Tracing developments in intercultural performance scholarship within the broader performance studies field, I argue for greater accounting of what it is, in embodied terms, to perform in the in-between. Patrice Pavis (1996) suggests that intercultural performance is most meaningful when it is conceived as intercorporeal work; but what kinds of intercorporealities (and intracorporealities) do performers experience in moments where they encounter their own possibility for cultural variation or change? I argue that scholarship in the field tends to implicitly conceive of the theatrical stage as the zone of cultural interaction, a construction which situates the corporealities of performers as representations of reified cultures. Rather than a recognisable genre of theatrical performance, I propose that “intercultural” and “performance” are discourses, or proposed frameworks for thinking about the world, which can usefully challenge assumptions contained within each other.

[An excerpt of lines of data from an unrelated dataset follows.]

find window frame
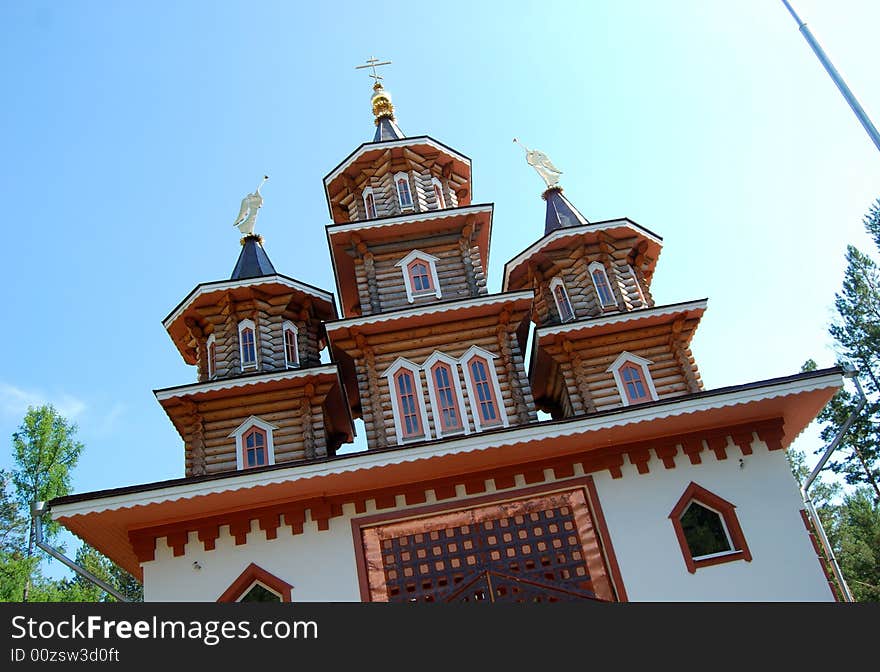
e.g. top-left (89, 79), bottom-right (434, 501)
top-left (229, 415), bottom-right (278, 471)
top-left (669, 481), bottom-right (752, 574)
top-left (422, 351), bottom-right (471, 439)
top-left (459, 345), bottom-right (510, 432)
top-left (605, 350), bottom-right (660, 406)
top-left (238, 319), bottom-right (260, 373)
top-left (382, 357), bottom-right (432, 445)
top-left (549, 275), bottom-right (577, 324)
top-left (281, 320), bottom-right (300, 369)
top-left (394, 172), bottom-right (415, 212)
top-left (394, 250), bottom-right (443, 303)
top-left (587, 261), bottom-right (619, 311)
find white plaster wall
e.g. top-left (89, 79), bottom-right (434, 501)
top-left (143, 442), bottom-right (832, 602)
top-left (594, 442), bottom-right (833, 602)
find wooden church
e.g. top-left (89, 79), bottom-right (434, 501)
top-left (49, 78), bottom-right (842, 602)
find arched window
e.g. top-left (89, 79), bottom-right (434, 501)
top-left (362, 187), bottom-right (377, 219)
top-left (395, 250), bottom-right (440, 303)
top-left (394, 173), bottom-right (412, 208)
top-left (550, 277), bottom-right (574, 322)
top-left (669, 482), bottom-right (752, 574)
top-left (423, 352), bottom-right (468, 438)
top-left (606, 352), bottom-right (658, 406)
top-left (238, 320), bottom-right (257, 371)
top-left (589, 261), bottom-right (617, 308)
top-left (462, 346), bottom-right (507, 429)
top-left (229, 415), bottom-right (277, 469)
top-left (431, 177), bottom-right (446, 210)
top-left (282, 320), bottom-right (299, 369)
top-left (207, 334), bottom-right (217, 378)
top-left (383, 357), bottom-right (430, 443)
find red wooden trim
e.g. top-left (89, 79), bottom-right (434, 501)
top-left (669, 481), bottom-right (752, 574)
top-left (217, 562), bottom-right (293, 602)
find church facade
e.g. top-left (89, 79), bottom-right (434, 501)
top-left (49, 79), bottom-right (842, 602)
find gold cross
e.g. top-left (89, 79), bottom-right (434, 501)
top-left (354, 56), bottom-right (391, 83)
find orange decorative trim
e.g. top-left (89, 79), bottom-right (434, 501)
top-left (669, 481), bottom-right (752, 574)
top-left (217, 562), bottom-right (293, 602)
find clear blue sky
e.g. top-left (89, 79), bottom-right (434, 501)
top-left (0, 0), bottom-right (880, 544)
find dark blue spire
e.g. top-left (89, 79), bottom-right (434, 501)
top-left (230, 234), bottom-right (275, 280)
top-left (542, 187), bottom-right (590, 236)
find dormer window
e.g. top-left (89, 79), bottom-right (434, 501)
top-left (238, 320), bottom-right (257, 371)
top-left (229, 415), bottom-right (277, 469)
top-left (395, 250), bottom-right (440, 303)
top-left (282, 320), bottom-right (299, 369)
top-left (607, 352), bottom-right (658, 406)
top-left (589, 261), bottom-right (617, 308)
top-left (462, 346), bottom-right (507, 430)
top-left (362, 187), bottom-right (377, 219)
top-left (550, 277), bottom-right (574, 322)
top-left (384, 357), bottom-right (430, 443)
top-left (394, 173), bottom-right (413, 209)
top-left (207, 334), bottom-right (217, 379)
top-left (431, 177), bottom-right (446, 210)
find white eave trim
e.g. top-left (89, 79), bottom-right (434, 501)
top-left (535, 299), bottom-right (709, 339)
top-left (52, 373), bottom-right (843, 518)
top-left (504, 219), bottom-right (663, 287)
top-left (327, 203), bottom-right (494, 238)
top-left (324, 135), bottom-right (471, 190)
top-left (162, 274), bottom-right (336, 329)
top-left (324, 289), bottom-right (534, 334)
top-left (153, 364), bottom-right (339, 401)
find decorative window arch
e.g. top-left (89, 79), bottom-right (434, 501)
top-left (422, 352), bottom-right (470, 439)
top-left (217, 562), bottom-right (293, 602)
top-left (587, 261), bottom-right (617, 309)
top-left (238, 320), bottom-right (259, 371)
top-left (229, 415), bottom-right (278, 469)
top-left (461, 345), bottom-right (508, 431)
top-left (606, 351), bottom-right (659, 406)
top-left (669, 482), bottom-right (752, 574)
top-left (394, 250), bottom-right (441, 303)
top-left (382, 357), bottom-right (431, 443)
top-left (281, 320), bottom-right (299, 369)
top-left (361, 187), bottom-right (378, 219)
top-left (550, 276), bottom-right (574, 322)
top-left (394, 173), bottom-right (413, 210)
top-left (431, 177), bottom-right (446, 210)
top-left (205, 334), bottom-right (217, 379)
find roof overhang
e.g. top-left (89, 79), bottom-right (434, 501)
top-left (49, 368), bottom-right (843, 576)
top-left (501, 217), bottom-right (663, 291)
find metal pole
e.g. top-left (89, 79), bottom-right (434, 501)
top-left (782, 0), bottom-right (880, 150)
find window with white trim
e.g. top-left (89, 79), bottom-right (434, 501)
top-left (238, 320), bottom-right (257, 371)
top-left (229, 415), bottom-right (278, 469)
top-left (422, 352), bottom-right (469, 438)
top-left (205, 334), bottom-right (217, 379)
top-left (461, 345), bottom-right (508, 431)
top-left (282, 320), bottom-right (299, 369)
top-left (383, 357), bottom-right (431, 443)
top-left (588, 261), bottom-right (617, 308)
top-left (394, 250), bottom-right (441, 303)
top-left (606, 351), bottom-right (659, 406)
top-left (361, 187), bottom-right (377, 219)
top-left (394, 173), bottom-right (413, 209)
top-left (431, 177), bottom-right (446, 210)
top-left (550, 276), bottom-right (574, 322)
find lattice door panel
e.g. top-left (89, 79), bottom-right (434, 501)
top-left (362, 490), bottom-right (614, 602)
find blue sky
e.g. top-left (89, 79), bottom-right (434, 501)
top-left (0, 0), bottom-right (880, 568)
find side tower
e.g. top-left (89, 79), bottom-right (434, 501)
top-left (324, 81), bottom-right (536, 448)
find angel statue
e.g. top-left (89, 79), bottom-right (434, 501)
top-left (513, 138), bottom-right (562, 189)
top-left (232, 175), bottom-right (269, 236)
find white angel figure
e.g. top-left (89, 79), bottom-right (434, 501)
top-left (232, 175), bottom-right (269, 236)
top-left (513, 138), bottom-right (562, 189)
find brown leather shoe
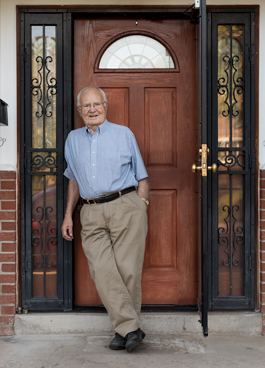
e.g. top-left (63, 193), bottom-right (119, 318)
top-left (109, 332), bottom-right (126, 350)
top-left (125, 328), bottom-right (145, 353)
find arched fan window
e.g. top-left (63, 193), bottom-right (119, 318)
top-left (99, 35), bottom-right (176, 69)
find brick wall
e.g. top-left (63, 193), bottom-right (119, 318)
top-left (260, 170), bottom-right (265, 335)
top-left (0, 171), bottom-right (17, 335)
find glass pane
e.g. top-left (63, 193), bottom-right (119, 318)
top-left (31, 26), bottom-right (57, 148)
top-left (32, 175), bottom-right (57, 297)
top-left (218, 151), bottom-right (245, 171)
top-left (31, 26), bottom-right (43, 148)
top-left (31, 152), bottom-right (57, 172)
top-left (45, 26), bottom-right (57, 148)
top-left (32, 176), bottom-right (44, 298)
top-left (99, 35), bottom-right (175, 69)
top-left (218, 25), bottom-right (244, 147)
top-left (218, 175), bottom-right (242, 296)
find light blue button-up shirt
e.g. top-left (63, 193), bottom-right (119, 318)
top-left (64, 120), bottom-right (148, 199)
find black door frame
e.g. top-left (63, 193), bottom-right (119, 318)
top-left (207, 7), bottom-right (257, 310)
top-left (18, 4), bottom-right (256, 318)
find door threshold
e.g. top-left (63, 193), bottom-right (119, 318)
top-left (72, 304), bottom-right (198, 313)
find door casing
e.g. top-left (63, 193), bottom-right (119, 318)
top-left (17, 7), bottom-right (258, 311)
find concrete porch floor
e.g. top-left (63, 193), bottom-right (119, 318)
top-left (0, 312), bottom-right (265, 368)
top-left (0, 332), bottom-right (265, 368)
top-left (15, 312), bottom-right (262, 335)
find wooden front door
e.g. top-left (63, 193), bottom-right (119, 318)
top-left (74, 18), bottom-right (197, 306)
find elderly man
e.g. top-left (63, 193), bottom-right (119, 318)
top-left (62, 87), bottom-right (149, 352)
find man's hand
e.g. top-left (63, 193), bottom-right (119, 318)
top-left (61, 180), bottom-right (79, 241)
top-left (61, 218), bottom-right (74, 241)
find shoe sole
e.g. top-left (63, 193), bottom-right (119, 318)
top-left (125, 332), bottom-right (145, 353)
top-left (109, 345), bottom-right (125, 350)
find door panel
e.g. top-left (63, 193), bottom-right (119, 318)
top-left (74, 18), bottom-right (197, 306)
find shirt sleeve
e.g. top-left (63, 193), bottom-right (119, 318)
top-left (127, 129), bottom-right (148, 181)
top-left (63, 135), bottom-right (77, 182)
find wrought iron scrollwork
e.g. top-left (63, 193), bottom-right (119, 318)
top-left (31, 154), bottom-right (58, 171)
top-left (32, 206), bottom-right (58, 268)
top-left (31, 56), bottom-right (57, 118)
top-left (217, 55), bottom-right (244, 117)
top-left (45, 56), bottom-right (57, 118)
top-left (218, 205), bottom-right (245, 267)
top-left (218, 153), bottom-right (245, 170)
top-left (31, 56), bottom-right (43, 118)
top-left (217, 55), bottom-right (230, 117)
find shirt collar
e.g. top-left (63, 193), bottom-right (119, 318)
top-left (85, 119), bottom-right (110, 134)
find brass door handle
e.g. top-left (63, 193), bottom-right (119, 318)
top-left (208, 164), bottom-right (217, 172)
top-left (191, 164), bottom-right (202, 173)
top-left (191, 144), bottom-right (217, 176)
top-left (191, 164), bottom-right (217, 173)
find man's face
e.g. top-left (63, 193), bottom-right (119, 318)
top-left (78, 89), bottom-right (107, 132)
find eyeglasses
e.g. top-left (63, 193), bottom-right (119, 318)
top-left (79, 101), bottom-right (106, 111)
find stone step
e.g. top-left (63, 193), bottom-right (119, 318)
top-left (15, 312), bottom-right (262, 335)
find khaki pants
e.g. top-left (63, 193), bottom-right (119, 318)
top-left (80, 191), bottom-right (147, 337)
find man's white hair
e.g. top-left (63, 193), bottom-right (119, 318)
top-left (76, 86), bottom-right (108, 107)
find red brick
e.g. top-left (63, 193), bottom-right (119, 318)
top-left (2, 263), bottom-right (16, 272)
top-left (260, 241), bottom-right (265, 251)
top-left (0, 211), bottom-right (15, 221)
top-left (1, 306), bottom-right (16, 315)
top-left (0, 295), bottom-right (16, 304)
top-left (0, 171), bottom-right (16, 179)
top-left (0, 316), bottom-right (14, 325)
top-left (0, 274), bottom-right (16, 284)
top-left (1, 201), bottom-right (15, 210)
top-left (0, 190), bottom-right (16, 200)
top-left (0, 325), bottom-right (15, 336)
top-left (1, 180), bottom-right (16, 190)
top-left (2, 221), bottom-right (16, 231)
top-left (2, 243), bottom-right (16, 252)
top-left (0, 253), bottom-right (16, 262)
top-left (0, 231), bottom-right (16, 242)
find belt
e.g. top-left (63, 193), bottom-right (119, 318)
top-left (82, 187), bottom-right (135, 204)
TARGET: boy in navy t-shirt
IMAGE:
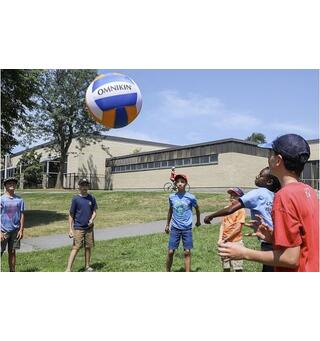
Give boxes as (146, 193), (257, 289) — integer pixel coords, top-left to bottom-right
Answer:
(1, 178), (24, 272)
(66, 179), (98, 272)
(204, 167), (281, 272)
(165, 174), (201, 272)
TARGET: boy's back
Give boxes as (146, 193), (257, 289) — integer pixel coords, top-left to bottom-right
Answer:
(169, 192), (197, 229)
(221, 208), (246, 242)
(272, 182), (319, 271)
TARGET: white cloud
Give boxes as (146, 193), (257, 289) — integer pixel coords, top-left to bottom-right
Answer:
(270, 123), (319, 137)
(158, 90), (224, 118)
(158, 90), (262, 130)
(105, 128), (170, 143)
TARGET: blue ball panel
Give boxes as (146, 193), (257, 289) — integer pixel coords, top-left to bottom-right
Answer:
(114, 108), (128, 128)
(92, 75), (134, 92)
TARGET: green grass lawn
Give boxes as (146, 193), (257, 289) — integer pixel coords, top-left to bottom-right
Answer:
(17, 190), (228, 237)
(1, 225), (262, 272)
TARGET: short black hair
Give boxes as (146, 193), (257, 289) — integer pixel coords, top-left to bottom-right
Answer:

Organised in three parts, the thesis explores performance examples from locative art (Janet Cardiff) and tourism (Soundwalk), contemporary dance (Akram Khan, Ade Suharto), and everyday life (travel in the airport). The project draws on theory from a wide range of disciplines (including performance and dance studies, sociology, anthropology, philosophy, human geography, and cultural and postcolonial studies) to argue for a rethinking of the embodiment of in-betweenness as a kind of intercultural performing, and for this to be thought via fundamental relations to being a body in space and time.